12/14/2006 1:00AM

Barbaro's surgeon sees colt's transfer


Public comments made by the surgeon for Kentucky Derby winner Barbaro have raised the possibility that the colt might be nearing the end of his long stay at the New Bolton Center, where he has been receiving treatment since shattering his right hind leg during the Preakness Stakes on May 20.

According to an Associated Press report, Dr. Dean Richardson, chief surgeon at the equine hospital at the University of Pennsylvania's New Bolton Center, said Wednesday at an event at the the center that Barbaro could be released "in the not-so-distant future."

"His departure from here depends on many things," said Richardson. "In my mind's eye, he can leave in the not-so-distant future."

Richardson did not give an estimate of when Barbaro, a 3-year-old Dynaformer colt, might be released from the hospital but reiterated that the colt's overall condition remains good. Richardson said Barbaro no longer is wearing a cast on his right hind leg, which he broke on May 20 during the running of the Preakness Stakes. His right hind foot has been fitted with a special shoe with an extended heel that is designed to help the right hind leg bear weight.

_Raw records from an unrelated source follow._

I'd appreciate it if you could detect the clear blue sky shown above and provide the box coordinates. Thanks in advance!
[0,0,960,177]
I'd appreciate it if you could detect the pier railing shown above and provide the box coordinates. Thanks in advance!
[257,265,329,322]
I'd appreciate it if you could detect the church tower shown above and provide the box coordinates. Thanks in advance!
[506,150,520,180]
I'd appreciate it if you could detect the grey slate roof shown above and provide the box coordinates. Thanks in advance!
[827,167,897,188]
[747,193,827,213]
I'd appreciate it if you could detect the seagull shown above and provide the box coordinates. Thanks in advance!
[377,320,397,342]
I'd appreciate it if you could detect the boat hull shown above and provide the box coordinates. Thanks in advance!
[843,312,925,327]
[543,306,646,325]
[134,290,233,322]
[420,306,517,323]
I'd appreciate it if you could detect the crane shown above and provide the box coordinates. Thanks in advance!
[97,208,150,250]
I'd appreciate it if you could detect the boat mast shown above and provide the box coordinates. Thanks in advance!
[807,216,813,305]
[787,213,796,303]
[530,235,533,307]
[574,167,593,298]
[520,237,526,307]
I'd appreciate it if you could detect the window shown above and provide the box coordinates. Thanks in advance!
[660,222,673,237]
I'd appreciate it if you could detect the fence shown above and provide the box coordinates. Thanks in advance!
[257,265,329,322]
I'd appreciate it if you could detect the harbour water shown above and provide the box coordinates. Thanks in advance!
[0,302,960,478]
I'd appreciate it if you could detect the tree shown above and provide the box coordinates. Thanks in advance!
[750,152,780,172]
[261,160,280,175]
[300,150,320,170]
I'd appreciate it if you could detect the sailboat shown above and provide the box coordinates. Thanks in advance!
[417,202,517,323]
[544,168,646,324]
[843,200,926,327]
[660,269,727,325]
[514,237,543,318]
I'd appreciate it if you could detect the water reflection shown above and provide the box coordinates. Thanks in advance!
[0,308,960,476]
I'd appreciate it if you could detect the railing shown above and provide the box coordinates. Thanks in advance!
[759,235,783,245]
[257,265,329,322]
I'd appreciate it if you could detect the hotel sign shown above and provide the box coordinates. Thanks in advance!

"As soon as we believe he can be managed as well somewhere else, he will go somewhere else," Richardson said according to the reports.

Richardson called Barbaro "a happy horse" but added that "he will not be allowed any kind of free exercise for a long time."

Richardson spoke as part of a ceremony in which the New Bolton Center's Barbaro Fund received a $114,710 check from Breyer Animal Creations, which has contributed a percentage of sales of its commemorative Barbaro model horse. The Barbaro Fund raises money toward "improving the equipment and services of the New Bolton Center for treating animals like Barbaro," according to the University of Pennsylvania veterinary school's website.

Barbaro remains in intensive care at the New Bolton Center's equine hospital. On May 21, he underwent a lengthy surgery to insert 27 titanium screws and a compression plate in an effort to stabilize his shattered lower right hind leg, and in mid-July, Barbaro developed laminitis.